Bégaiement, extrait, page 69 : « Que seraient les savoirs d’un travailleur social sans cette compétence [de bégaiement], sans hésitation, sans doute. Des certitudes massives et grandiloquentes qui ne pourraient s’accorder avec l’incertitude des personnes vulnérables dont ils ont la charge, ou des certitudes universelles qui ne pourraient s’accorder avec la singularité des situations dans lesquelles ils ont quelque chose à faire. »

Bricolage, extrait, page 74 : « Dans le travail social, bricoler un mode d’intervention représente une garantie pour les bénéficiaires contre les tentatives de capture de leur existence, des modes d’intervention “tout faits”, prêts à l’emploi et exigeant d’être appliqués tels quels. Cependant, le bricolage a mauvaise réputation et parfois, tout en bricolant, il est nécessaire de montrer que l’on applique rigoureusement une méthode. Les systèmes d’évaluation n’intègrent que difficilement le bricolage. »

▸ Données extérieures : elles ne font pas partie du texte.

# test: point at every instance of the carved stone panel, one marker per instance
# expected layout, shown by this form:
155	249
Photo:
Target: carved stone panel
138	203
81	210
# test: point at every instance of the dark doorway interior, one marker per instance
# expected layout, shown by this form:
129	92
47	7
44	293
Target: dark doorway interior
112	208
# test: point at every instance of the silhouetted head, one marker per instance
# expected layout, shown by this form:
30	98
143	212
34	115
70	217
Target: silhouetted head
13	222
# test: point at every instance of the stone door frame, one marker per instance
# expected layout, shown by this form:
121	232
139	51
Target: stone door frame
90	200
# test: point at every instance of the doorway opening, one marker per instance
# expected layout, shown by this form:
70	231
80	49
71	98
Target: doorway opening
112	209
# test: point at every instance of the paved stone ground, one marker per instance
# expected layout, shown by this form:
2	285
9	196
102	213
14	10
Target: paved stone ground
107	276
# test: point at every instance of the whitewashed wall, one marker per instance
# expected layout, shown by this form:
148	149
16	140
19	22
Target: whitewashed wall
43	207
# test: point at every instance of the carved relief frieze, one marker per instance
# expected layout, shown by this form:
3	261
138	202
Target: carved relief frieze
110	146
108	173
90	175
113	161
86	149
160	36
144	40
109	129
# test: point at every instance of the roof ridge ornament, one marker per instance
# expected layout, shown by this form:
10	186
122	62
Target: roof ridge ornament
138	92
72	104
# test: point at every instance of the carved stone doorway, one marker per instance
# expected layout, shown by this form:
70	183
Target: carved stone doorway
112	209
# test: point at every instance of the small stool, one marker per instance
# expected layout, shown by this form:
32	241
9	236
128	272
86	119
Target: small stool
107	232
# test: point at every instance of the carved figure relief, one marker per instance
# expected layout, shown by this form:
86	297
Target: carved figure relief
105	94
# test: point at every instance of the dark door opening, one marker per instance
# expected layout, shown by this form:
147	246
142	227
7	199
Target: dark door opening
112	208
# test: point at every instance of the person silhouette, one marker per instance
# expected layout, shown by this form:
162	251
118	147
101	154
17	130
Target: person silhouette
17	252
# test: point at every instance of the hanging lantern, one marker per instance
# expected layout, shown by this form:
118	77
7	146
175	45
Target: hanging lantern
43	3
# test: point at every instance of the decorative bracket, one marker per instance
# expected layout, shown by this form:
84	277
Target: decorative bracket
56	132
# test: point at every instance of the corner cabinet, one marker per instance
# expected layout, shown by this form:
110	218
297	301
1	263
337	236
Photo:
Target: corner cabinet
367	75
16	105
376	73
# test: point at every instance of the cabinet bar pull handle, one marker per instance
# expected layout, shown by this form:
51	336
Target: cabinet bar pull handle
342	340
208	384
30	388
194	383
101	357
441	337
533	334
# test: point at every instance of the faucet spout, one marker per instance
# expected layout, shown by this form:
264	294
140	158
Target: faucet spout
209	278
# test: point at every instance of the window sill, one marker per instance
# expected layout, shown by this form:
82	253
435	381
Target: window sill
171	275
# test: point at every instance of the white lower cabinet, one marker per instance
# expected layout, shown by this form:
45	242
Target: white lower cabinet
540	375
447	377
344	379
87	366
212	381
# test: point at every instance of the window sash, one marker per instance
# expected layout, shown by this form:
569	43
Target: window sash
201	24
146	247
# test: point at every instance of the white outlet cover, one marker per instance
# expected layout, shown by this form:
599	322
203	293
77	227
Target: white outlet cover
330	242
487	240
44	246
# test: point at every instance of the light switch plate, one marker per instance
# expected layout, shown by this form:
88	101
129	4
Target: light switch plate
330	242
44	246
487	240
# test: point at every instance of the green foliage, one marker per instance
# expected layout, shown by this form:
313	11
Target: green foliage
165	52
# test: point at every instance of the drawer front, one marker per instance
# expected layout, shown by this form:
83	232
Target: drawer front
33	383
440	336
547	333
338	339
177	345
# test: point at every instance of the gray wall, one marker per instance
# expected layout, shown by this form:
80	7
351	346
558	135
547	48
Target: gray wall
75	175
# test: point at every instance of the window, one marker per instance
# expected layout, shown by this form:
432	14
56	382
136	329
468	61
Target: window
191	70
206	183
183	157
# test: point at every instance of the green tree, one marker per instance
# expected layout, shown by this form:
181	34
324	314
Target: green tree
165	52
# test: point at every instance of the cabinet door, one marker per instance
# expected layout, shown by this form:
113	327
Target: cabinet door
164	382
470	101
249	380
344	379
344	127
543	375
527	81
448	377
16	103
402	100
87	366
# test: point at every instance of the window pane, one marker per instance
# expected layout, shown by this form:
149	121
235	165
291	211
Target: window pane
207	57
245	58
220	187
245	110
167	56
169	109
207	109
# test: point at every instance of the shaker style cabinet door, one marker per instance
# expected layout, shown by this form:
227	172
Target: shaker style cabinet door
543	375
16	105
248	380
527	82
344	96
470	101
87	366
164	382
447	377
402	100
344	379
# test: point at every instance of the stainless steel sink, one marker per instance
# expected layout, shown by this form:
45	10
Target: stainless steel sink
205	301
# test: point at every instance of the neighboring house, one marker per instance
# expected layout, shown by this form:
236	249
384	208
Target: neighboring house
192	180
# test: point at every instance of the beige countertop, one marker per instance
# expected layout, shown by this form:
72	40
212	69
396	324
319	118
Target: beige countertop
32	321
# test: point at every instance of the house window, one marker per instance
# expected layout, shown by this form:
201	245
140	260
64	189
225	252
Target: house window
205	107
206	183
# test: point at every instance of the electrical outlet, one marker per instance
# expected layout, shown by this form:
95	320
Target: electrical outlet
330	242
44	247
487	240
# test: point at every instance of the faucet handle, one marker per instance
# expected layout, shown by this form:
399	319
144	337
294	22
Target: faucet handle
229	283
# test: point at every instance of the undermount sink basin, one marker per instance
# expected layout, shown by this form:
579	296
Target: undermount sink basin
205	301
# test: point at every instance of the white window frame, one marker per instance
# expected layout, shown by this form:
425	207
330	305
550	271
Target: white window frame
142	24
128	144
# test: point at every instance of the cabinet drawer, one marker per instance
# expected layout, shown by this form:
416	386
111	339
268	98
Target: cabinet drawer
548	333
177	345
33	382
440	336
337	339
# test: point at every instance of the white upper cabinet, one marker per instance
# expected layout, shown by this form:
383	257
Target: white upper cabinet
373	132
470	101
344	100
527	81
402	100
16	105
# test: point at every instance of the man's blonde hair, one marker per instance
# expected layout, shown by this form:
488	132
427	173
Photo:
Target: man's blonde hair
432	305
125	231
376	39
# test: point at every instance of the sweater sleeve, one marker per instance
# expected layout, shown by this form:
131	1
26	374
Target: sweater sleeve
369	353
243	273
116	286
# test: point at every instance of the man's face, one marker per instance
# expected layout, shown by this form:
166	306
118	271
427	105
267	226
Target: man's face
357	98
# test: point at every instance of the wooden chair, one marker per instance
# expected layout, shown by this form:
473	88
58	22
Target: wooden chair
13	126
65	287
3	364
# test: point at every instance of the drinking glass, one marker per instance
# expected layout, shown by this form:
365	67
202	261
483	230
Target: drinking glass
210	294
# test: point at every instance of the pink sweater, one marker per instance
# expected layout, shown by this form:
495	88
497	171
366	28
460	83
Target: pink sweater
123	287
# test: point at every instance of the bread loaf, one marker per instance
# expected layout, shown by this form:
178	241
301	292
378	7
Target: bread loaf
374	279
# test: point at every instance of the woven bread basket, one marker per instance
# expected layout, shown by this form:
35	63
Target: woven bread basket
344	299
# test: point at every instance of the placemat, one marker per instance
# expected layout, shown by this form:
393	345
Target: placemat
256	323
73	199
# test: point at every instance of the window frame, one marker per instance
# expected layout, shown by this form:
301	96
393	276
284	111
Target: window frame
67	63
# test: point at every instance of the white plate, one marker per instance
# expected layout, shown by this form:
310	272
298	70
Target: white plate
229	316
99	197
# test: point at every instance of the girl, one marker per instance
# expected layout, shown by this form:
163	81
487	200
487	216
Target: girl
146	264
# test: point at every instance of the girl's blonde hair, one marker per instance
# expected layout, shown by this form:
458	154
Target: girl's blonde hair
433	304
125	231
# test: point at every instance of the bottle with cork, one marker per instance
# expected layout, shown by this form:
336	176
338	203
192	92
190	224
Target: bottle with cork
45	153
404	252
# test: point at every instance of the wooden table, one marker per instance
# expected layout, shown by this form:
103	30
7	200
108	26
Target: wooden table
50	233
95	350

Rhizome, extraits, page 389 : « Le concept de “rhizome” attire l’attention vers la multiplicité des liens qui se tissent entre un individu et son environnement. (…) Le rhizome connecte des éléments apparemment disparates et multiples. Il ne contient ni sujet ni objet, mais “des déterminations, des grandeurs, des dimensions qui ne peuvent croître sans qu’elles changent de nature.” »

Ce dictionnaire de 83 mots est aussi singulier parce que tout y est mouvant, tout change, évolue, se transforme au fil des rencontres, des lieux, du temps. Et chaque lecteur va reconnaître ses doutes d’aujourd’hui, ses contradictions d’hier, ses paradoxes de demain. Le comble ? Claude de Jonckheere ne donne aucune solution. Son livre nous oblige tout simplement à essayer de construire posément et sensément les problèmes. Un livre de chevet dans lequel chaque lecteur peut puiser au hasard et, quelle que soit son humeur, trouver des ingrédients pour mieux penser sa présence au monde et aux humains et agir plus sereinement.